Alles Unrecht, das Menschen getan haben, kommt einmal auf den Tisch. Das hat auch etwas Beruhigendes an sich. Die Massenmörder, Vergewaltiger, Folterknechte und Kinderschänder kommen nicht ungeschoren davon. Auch wenn sie nicht vor ein irdisches Gericht gestellt werden, so kommen sie doch einmal vor das himmlische.
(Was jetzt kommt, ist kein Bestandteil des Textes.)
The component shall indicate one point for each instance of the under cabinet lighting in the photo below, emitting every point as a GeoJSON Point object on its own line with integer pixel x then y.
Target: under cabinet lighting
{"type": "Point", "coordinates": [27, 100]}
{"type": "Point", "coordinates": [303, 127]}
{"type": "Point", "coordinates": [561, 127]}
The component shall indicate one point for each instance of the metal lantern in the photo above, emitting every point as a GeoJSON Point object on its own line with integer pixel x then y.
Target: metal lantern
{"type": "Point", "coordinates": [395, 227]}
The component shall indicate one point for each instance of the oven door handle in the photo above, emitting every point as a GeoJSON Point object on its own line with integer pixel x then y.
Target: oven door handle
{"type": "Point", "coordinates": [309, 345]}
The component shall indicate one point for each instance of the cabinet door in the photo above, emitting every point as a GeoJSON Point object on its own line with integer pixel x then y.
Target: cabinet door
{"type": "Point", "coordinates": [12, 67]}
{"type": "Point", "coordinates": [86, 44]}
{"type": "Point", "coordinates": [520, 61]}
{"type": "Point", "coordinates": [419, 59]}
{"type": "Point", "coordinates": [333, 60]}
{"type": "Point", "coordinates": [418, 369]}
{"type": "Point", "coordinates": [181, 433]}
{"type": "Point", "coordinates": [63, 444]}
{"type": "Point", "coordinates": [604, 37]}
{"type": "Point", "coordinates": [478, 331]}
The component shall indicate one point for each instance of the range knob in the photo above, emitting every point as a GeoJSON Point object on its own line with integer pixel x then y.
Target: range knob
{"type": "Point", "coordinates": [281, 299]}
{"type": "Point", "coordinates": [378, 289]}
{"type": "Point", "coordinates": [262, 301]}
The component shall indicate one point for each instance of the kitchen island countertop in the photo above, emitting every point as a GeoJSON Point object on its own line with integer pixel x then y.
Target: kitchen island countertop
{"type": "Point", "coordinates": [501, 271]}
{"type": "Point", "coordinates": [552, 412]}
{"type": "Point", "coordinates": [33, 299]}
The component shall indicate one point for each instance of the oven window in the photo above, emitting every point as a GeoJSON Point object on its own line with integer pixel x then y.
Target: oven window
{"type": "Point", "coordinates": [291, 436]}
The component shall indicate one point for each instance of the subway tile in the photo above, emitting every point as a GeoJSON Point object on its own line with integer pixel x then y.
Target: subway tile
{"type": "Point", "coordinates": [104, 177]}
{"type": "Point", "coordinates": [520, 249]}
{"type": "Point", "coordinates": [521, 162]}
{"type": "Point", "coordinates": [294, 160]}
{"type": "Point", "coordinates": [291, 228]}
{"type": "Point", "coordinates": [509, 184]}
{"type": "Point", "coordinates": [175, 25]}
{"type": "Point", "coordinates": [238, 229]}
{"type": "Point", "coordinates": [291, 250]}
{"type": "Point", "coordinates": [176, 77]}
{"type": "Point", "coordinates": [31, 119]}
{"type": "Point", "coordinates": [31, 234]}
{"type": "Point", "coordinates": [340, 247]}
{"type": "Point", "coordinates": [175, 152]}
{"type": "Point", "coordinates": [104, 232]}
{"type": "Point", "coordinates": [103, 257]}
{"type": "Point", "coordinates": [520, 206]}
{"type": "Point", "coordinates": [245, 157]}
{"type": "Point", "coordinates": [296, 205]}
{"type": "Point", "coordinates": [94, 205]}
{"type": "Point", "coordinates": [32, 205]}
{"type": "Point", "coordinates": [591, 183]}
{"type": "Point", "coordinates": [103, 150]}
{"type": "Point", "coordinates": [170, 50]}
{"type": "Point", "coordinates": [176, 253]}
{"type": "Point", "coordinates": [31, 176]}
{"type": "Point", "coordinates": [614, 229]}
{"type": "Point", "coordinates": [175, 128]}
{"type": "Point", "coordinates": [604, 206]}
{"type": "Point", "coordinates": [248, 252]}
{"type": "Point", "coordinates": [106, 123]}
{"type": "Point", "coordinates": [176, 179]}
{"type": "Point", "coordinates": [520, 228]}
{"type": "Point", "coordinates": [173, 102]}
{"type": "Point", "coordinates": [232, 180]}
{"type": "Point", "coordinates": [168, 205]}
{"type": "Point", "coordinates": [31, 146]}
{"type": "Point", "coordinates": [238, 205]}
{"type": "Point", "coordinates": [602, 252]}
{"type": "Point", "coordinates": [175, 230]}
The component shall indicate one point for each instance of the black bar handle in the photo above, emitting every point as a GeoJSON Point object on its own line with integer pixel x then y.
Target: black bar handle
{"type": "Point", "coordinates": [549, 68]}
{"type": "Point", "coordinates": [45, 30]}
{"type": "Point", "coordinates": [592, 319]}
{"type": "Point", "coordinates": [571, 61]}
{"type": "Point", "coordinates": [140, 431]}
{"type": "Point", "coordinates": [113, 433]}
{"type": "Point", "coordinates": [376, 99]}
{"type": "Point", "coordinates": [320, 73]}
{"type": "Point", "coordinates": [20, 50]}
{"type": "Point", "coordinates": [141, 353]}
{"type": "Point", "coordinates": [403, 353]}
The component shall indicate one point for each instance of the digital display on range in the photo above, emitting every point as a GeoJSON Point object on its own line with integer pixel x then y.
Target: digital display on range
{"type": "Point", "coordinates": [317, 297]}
Wie ist das mit uns, wenn wir einmal vor dem Richterstuhl Gottes stehen? Da kann uns mulmig werden. Wir haben ja auch nicht so gelebt, wie Gott es von uns erwarten kann. Aber wir dürfen wissen: Dieser Richter ist gleichzeitig unser Freund und Fürsprecher. Wer sich im Glauben an Jesus gewissermaßen hinhängt, den stößt er nicht von sich, den schüttelt er nicht wie eine lästige Fliege ab. Sondern er tritt wie ein guter Anwalt bei Gott für uns ein. Luther stellt sich vor, dass Jesus dann so mit seinem Vater redet:

„Dieses Anhängsel muss auch durch. Es hat zwar nichts gehalten und alle deine Gebote übertreten, Vater, aber er hängt sich an mich. Was will's! Ich starb auch für ihn. Lass ihn durchschlupfen.“ So wie Luther es ausdrückt, möchte ich auch glauben.